Nanostructures created using electrostatic spinning very closely imitate the so-called extracellular matrix of cells, which makes them an ideal supporting environment for cell growth and proliferation. This led us to the idea of ​​using our nanostructures as cell carriers in regenerative medicine and tissue engineering. We can prepare nanostructures from biocompatible and biodegradable polymers and, in addition, we can further functionalize them using biologically active substances. So, we created nanofibrous carriers from biopolymers, which we functionalized in several ways – with stem cells, stem cell extracts, growth factors and other biologically active substances. We experimentally implanted these carriers into several types of tissue defects – damaged cartilage, bone defects, and we are planning to also damage tendons. The nanofibrous structure at the site of implantation supports the growth of new tissue, and in addition, the gradual natural degradation of the biopolymer leads to the gradual release of the biologically active substance, which thus always reaches an optimal concentration at the site of the defect for maximum support of the regenerative effect. 

We have achieved similar results in the case of nanofibrous wound dressings, where the target therapeutic indication is difficult-to-heal skin damage, leg ulcers, burns, etc.
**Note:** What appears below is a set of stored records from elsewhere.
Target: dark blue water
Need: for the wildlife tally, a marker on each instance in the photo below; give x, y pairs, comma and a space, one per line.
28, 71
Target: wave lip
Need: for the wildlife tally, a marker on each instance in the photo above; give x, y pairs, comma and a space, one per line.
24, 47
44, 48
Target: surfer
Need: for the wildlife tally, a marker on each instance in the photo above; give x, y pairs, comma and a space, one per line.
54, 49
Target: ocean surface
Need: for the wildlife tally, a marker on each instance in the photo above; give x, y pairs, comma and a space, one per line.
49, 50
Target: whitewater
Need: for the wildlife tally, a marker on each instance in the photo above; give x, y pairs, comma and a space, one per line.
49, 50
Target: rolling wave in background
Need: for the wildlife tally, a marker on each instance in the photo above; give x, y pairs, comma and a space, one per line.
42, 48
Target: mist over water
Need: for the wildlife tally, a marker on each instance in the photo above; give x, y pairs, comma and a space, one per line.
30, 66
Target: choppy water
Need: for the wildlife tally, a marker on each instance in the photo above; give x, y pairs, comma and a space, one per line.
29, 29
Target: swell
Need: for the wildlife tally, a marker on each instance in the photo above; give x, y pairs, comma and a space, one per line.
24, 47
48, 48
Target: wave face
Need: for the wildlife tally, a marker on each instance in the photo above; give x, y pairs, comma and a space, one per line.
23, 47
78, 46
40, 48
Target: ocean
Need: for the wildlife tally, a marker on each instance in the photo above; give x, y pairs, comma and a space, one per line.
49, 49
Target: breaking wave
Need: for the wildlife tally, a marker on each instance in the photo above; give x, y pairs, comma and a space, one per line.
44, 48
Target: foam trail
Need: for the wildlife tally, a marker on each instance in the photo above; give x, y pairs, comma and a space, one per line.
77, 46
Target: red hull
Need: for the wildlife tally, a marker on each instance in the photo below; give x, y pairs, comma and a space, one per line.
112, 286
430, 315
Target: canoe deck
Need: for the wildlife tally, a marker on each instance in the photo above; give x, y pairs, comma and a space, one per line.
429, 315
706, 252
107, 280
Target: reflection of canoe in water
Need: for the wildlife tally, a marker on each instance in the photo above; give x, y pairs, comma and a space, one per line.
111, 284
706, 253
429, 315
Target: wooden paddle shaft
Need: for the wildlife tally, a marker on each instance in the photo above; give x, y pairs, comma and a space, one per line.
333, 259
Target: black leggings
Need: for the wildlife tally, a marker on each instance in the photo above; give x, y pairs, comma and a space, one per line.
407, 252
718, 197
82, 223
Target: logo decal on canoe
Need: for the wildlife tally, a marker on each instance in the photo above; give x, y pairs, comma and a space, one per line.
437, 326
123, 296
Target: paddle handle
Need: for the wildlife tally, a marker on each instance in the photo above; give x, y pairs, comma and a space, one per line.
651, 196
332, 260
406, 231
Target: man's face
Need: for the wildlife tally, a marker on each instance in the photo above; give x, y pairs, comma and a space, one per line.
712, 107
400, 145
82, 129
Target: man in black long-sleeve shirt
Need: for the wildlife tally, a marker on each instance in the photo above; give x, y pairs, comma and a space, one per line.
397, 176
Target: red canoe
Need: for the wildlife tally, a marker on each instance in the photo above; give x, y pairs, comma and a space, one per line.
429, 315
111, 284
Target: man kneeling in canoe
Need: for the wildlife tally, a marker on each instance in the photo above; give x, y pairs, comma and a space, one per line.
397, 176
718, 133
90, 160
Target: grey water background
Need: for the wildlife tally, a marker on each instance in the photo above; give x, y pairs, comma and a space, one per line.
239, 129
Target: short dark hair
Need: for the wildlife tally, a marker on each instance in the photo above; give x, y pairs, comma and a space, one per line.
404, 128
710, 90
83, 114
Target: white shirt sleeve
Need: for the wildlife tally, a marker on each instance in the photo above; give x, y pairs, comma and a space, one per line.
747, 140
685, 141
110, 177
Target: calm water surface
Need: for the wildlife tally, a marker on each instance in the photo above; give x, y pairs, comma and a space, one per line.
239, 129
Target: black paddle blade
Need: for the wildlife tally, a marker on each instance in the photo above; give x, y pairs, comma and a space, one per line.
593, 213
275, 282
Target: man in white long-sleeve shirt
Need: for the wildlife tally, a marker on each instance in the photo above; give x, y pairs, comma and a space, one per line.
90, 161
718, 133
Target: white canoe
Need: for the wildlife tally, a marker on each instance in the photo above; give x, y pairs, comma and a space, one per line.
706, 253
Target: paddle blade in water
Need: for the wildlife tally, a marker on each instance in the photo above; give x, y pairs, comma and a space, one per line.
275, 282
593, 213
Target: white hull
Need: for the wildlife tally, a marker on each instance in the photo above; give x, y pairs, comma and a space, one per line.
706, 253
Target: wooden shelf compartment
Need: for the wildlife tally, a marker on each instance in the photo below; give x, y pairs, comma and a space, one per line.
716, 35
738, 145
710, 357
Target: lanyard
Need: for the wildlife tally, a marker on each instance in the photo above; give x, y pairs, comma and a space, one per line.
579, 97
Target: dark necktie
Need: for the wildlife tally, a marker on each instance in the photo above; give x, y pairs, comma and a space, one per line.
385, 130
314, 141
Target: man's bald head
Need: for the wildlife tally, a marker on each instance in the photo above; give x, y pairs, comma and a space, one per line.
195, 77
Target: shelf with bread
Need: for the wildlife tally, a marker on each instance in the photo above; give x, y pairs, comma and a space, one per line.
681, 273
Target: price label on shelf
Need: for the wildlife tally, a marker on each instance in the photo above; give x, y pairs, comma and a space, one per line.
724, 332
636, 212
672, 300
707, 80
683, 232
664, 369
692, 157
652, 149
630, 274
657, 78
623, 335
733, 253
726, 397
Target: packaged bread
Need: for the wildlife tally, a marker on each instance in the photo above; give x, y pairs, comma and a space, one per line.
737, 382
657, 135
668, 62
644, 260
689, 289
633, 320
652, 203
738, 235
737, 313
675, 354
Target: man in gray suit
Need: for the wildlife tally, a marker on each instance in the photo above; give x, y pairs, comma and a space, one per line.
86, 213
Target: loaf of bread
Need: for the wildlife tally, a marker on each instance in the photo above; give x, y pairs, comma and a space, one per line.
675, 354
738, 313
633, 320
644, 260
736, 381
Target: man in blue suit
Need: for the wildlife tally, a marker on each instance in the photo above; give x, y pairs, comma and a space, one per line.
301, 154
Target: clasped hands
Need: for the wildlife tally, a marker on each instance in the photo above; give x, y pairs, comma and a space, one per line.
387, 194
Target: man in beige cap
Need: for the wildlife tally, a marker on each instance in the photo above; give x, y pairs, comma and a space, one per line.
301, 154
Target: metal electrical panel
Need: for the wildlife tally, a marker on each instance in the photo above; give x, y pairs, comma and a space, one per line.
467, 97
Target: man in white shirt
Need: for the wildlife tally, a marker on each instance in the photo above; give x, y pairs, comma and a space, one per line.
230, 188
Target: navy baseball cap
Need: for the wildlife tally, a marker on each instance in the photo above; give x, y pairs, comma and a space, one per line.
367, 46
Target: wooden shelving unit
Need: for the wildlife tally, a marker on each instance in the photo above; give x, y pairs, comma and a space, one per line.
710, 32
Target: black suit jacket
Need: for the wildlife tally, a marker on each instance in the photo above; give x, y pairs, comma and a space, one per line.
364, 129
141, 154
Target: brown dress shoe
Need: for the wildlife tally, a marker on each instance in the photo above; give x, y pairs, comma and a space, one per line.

Here, the functionalized planar nanostructure not only functions as a barrier, protecting the wound from pathogens while ensuring breathability, but in addition, the biodegradation of the polymer gradually releases the active substance into the site of damage, which further accelerates the regeneration process. 

The application of nanofibrous functionalized cell carriers and wound dressings in experimental and, to a limited extent, human models has demonstrated high effectiveness in supporting the regenerative healing process of damaged tissue as well as a significant reduction in undesirable complications.